戦いの場に猛然と走り込んできたエイティがオレの目の前で大きく跳んだ。
両の手でしっかりと握り締めた聖なる槍を、無防備にさらされたブラックドラゴンの喉へと突き刺した。
グサリ。
手応えあり。
鋼のような表皮を持つブラックドラゴンといえども、さすがに喉はその範疇にはなかったようだ。

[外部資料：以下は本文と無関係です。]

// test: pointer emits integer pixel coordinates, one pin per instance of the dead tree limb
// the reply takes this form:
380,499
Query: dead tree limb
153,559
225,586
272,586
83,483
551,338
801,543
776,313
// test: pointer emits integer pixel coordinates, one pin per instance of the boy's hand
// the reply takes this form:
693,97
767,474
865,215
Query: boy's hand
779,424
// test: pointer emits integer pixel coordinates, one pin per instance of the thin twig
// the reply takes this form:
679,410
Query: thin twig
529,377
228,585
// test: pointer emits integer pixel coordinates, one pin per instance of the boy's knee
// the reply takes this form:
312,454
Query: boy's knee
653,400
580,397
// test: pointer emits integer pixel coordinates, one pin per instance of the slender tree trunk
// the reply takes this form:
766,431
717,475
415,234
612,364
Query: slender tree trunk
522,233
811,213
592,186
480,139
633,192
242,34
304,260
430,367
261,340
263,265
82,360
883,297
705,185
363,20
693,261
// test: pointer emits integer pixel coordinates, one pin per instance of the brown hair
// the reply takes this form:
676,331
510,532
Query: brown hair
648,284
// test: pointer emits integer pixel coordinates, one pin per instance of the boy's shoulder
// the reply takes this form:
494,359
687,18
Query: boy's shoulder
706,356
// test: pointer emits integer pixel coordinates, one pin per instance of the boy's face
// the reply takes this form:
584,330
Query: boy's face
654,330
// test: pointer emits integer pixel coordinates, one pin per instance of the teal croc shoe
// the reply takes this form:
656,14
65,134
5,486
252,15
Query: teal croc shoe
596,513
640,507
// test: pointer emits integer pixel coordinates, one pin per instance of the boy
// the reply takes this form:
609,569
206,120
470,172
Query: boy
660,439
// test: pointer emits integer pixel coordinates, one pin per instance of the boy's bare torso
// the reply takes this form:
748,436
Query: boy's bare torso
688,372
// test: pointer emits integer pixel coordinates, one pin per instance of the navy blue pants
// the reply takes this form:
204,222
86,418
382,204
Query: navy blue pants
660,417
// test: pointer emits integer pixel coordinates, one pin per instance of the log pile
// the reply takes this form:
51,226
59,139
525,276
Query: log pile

深々と突き刺さった聖なる槍をエイティがグイっと捻ると、ブラックドラゴンの喉から大量の鮮血が吹き出した。
ぐえぇぇぇ
これぞ断末魔といった悲鳴を上げて、ブラックドラゴンの巨体が大きく揺らいだ。
それと同時にエイティは素早く聖なる槍を引き抜いて、倒れ掛かったブラックドラゴンの下敷きにならないように逃げている。
ずしーんという鈍い音が響いて、ブラックドラゴンの身体が崩れ落ちた。
そのまま、ブラックドラゴンはピクリとも動かなくなる。
「やったかしら?」
「ああ、やったみてえだな」
オレとエイティでパチンと勝利のハイタッチを交わした。
一時はどうなるかとヒヤヒヤしたけどな、何とか難敵を退けることに成功したってわけだ。